Is Corporate Social Responsibility BS?
1 October, 2021
A recent article in the Guardian certainly thinks so. Perhaps unsurprisingly, we disagree.
The article argues that the hollowness of business commitments to responsibility is demonstrated by the backlash around President Biden’s $3.5 trillion reconciliation bill, which includes multiple provisions for progressive social and environmental change. Those criticising, and lobbying against, the bill include the esteemed corporate group, the Business Roundtable, which has been an outspoken advocate for the merits of responsible business behaviour, and espoused many of the priorities contained within the bill.
Robert Reich states that this is no surprise. Talk of responsibility is just that, talk, and in reality everything is as it always was – a battle for growth.
This is simplistic (as well as wrong). Who said it needed to a be a choice between growth and good? What about the idea that you can have both together, or furthermore that good drives growth?
The polarisation of the debate gets in the way of the fact that there is a place for robust debate around what taxation is spent on, and that just because there are overlaps between the US corporate sector’s stated agenda and Biden’s plans, this doesn’t automatically mean it shouldn’t challenge them.
It also ignores the multiple ways in which businesses are often uniquely placed to address fundamental social challenges through fair employment, investment in supply chains and infrastructure, and developing products and services that dismantle rather than entrench barriers and inequalities.
That’s not to say they always get it right. ‘Transformation, ‘disruption, ‘commitment’, ‘stakeholder engagement’. We’ve heard these words many times, the buzzwords and statements.

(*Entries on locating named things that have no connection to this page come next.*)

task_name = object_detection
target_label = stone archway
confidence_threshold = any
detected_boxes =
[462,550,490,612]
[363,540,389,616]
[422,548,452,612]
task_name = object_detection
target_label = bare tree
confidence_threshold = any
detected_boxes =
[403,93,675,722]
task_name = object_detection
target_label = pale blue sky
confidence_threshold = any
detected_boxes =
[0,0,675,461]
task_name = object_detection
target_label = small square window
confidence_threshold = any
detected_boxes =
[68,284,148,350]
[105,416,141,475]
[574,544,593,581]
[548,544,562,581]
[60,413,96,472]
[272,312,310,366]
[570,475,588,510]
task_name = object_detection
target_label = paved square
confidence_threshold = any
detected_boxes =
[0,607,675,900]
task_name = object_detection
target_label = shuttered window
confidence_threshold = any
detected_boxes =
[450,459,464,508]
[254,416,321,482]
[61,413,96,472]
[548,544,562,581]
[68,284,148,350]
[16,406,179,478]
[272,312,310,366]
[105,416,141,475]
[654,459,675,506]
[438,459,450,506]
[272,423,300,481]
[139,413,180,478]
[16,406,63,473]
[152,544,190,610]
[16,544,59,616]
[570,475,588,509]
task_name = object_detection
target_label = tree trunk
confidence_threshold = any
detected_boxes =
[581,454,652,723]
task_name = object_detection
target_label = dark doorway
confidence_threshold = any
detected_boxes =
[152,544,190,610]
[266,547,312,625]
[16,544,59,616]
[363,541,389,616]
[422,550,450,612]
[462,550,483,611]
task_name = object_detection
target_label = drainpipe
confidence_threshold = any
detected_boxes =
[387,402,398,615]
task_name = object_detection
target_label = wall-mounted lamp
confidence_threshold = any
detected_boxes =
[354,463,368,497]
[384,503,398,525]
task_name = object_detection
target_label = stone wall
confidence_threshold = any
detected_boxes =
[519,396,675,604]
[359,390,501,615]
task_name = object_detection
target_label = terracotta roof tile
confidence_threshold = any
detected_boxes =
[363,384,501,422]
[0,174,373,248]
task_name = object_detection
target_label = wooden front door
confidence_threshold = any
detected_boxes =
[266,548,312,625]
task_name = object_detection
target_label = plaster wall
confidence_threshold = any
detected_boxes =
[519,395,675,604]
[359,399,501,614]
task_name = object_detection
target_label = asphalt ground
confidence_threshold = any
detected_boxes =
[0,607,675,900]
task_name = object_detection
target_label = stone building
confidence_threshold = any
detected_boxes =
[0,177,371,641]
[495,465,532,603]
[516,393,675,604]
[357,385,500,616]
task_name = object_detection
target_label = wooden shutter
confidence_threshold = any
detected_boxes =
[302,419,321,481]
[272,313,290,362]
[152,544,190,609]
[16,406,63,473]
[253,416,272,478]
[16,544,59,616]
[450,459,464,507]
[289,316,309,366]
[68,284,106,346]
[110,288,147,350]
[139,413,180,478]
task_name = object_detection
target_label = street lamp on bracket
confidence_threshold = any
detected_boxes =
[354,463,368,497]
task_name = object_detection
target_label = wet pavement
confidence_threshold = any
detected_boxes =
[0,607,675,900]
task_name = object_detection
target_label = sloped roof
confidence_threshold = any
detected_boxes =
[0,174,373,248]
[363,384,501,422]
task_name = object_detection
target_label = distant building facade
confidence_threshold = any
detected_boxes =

Corporations make big promises to solve climate change, social inequality, human rights and many more, and it’s not always easy to see the results.
This means holding them to account is vitally important. But it doesn’t mean reverting to an old school ‘business is bad’ mantra.
Obviously if CSR (or business responsibility, or sustainability, or whatever term you choose to use) is being used to divert attention from wrongdoing then it’s BS.
But the concept at its heart – that business is part of society, not separate from it, and that its future is irrevocably tied together to the future health of the world we all love in and what its many stakeholders think of it – is anything but.
As we’ve said for 25 years – if you want to transform the world, do it through business. And if you want to transform your business, help change the world.